Images of Henley 2019: Getting Up To Speed In The Heats
23 July 2019
By Tim Koch
Tim Koch is late on the start.
It is said that there is an ‘immeasurable distance’ between ‘late’ and ‘too late’. The posts of my picture diaries of the 170th Henley (Royal) Regatta are certainly overdue, but I think that images of such a delightful occasion can never be ‘too late’. This post covers the heats run on Wednesday, Thursday and Friday. The next three will focus on Saturday’s semi-finals, followed by Sunday’s finals, and finally, the King’s Cup events. As usual, I have made no attempt at some sort of comprehensive coverage, in pictures or in text. My aim is simply to capture the on and off water atmosphere of something that is half modern sporting event and half Edwardian Garden Party, an occasion that attracts bobs both wet and dry, one that is a private party and an open house, an event that is a British national treasure with an international appeal.

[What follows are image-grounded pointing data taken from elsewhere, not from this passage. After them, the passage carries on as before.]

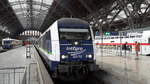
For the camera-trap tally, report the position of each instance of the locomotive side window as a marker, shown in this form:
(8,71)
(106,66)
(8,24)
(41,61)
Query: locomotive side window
(76,34)
(48,41)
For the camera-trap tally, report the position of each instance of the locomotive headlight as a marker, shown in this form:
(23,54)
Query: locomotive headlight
(64,56)
(76,43)
(89,56)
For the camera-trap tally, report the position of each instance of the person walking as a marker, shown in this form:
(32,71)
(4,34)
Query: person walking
(125,47)
(137,49)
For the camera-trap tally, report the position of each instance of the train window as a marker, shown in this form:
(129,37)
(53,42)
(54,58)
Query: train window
(148,40)
(75,35)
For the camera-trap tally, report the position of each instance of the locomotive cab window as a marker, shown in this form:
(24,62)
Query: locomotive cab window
(75,34)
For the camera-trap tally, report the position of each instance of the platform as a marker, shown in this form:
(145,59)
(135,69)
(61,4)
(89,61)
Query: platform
(124,68)
(16,68)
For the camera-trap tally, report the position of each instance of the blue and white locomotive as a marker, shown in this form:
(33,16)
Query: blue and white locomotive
(67,47)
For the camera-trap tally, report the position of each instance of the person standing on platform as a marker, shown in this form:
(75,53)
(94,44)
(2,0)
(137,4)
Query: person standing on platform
(125,47)
(137,49)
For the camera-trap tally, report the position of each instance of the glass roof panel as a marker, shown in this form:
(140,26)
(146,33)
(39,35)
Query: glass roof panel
(27,11)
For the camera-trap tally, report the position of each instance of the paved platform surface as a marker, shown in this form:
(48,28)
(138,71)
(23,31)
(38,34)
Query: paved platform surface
(125,68)
(14,64)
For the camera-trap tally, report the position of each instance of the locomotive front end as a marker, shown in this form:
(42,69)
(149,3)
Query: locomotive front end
(76,50)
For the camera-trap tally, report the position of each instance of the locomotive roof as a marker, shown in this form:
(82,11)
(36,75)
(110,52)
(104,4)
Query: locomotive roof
(72,23)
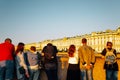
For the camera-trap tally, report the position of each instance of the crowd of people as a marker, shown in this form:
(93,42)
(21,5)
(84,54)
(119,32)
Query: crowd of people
(17,64)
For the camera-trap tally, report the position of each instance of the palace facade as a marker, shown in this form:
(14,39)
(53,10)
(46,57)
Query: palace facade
(97,40)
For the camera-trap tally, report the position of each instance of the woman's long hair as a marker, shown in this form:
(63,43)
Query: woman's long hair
(20,47)
(71,50)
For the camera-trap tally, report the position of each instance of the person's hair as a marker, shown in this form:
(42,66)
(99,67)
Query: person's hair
(20,47)
(109,43)
(49,44)
(84,40)
(8,40)
(33,48)
(71,50)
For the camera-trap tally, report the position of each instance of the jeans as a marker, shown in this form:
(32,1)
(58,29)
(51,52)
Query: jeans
(111,75)
(52,74)
(34,74)
(86,74)
(6,71)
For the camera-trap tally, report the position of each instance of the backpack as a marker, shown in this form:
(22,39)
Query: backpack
(110,57)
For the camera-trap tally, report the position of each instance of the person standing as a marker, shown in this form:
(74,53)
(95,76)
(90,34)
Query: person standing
(87,60)
(73,72)
(33,59)
(7,51)
(110,65)
(21,68)
(50,61)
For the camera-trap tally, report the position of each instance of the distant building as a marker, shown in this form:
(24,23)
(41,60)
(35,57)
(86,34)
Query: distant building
(97,40)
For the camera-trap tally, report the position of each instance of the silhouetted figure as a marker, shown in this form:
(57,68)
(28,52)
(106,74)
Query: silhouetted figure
(50,61)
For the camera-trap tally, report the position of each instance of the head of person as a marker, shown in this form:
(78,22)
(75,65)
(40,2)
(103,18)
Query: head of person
(49,44)
(71,50)
(8,40)
(109,45)
(84,40)
(33,48)
(20,47)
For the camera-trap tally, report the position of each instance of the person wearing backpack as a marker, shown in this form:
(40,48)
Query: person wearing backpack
(33,62)
(50,61)
(110,65)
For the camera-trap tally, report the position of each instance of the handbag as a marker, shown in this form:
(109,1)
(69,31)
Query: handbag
(22,70)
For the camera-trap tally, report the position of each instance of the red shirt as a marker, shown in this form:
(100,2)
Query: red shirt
(6,51)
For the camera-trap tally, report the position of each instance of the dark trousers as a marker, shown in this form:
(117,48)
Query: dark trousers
(73,72)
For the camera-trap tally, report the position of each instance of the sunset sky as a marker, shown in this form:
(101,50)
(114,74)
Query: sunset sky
(38,20)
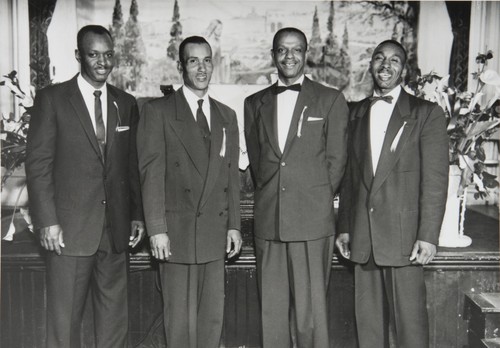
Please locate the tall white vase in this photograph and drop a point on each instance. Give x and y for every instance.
(452, 228)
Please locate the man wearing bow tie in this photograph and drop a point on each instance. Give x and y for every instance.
(188, 162)
(392, 203)
(84, 194)
(297, 146)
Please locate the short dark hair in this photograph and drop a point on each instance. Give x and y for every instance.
(289, 30)
(395, 43)
(194, 40)
(95, 29)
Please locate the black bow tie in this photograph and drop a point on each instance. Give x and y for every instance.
(386, 98)
(296, 87)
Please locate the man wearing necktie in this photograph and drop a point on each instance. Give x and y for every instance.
(84, 194)
(392, 202)
(296, 133)
(188, 161)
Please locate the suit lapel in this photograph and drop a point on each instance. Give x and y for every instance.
(305, 98)
(113, 110)
(78, 104)
(188, 132)
(361, 143)
(400, 122)
(217, 123)
(268, 115)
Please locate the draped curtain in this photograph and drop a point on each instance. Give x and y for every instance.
(459, 12)
(40, 15)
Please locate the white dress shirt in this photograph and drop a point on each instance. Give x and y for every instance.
(285, 106)
(192, 100)
(87, 91)
(380, 115)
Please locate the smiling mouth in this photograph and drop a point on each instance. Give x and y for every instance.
(384, 75)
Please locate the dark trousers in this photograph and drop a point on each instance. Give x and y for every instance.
(293, 279)
(193, 303)
(68, 281)
(390, 295)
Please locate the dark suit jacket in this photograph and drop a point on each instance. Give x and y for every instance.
(68, 182)
(405, 200)
(294, 190)
(187, 194)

Thursday’s biggest shock came when Henley favourite, two-time Olympic champion and six-time winner of the Diamond Challenge Sculls, Mahe Drysdale, was defeated in the opening day of the Diamond Challenge Sculls by student Matt Brigham of Leeds University.
Friday saw four races to decide the semi-finalists in The King’s Cup. France, Germany, Australia and the United States of America all won their heats, putting out Britain, Canada, New Zealand and the Netherlands.
“… London Rowing club won ‘by the narrowest of margins’, but the official verdict, delivered an hour after the race, was one inch.”
Wasn’t there a time when very narrow margins (more than just an inch) were judged to be a dead heat, because ithe bows were alternating with each stroke, it just chance which one crossed the finish line first?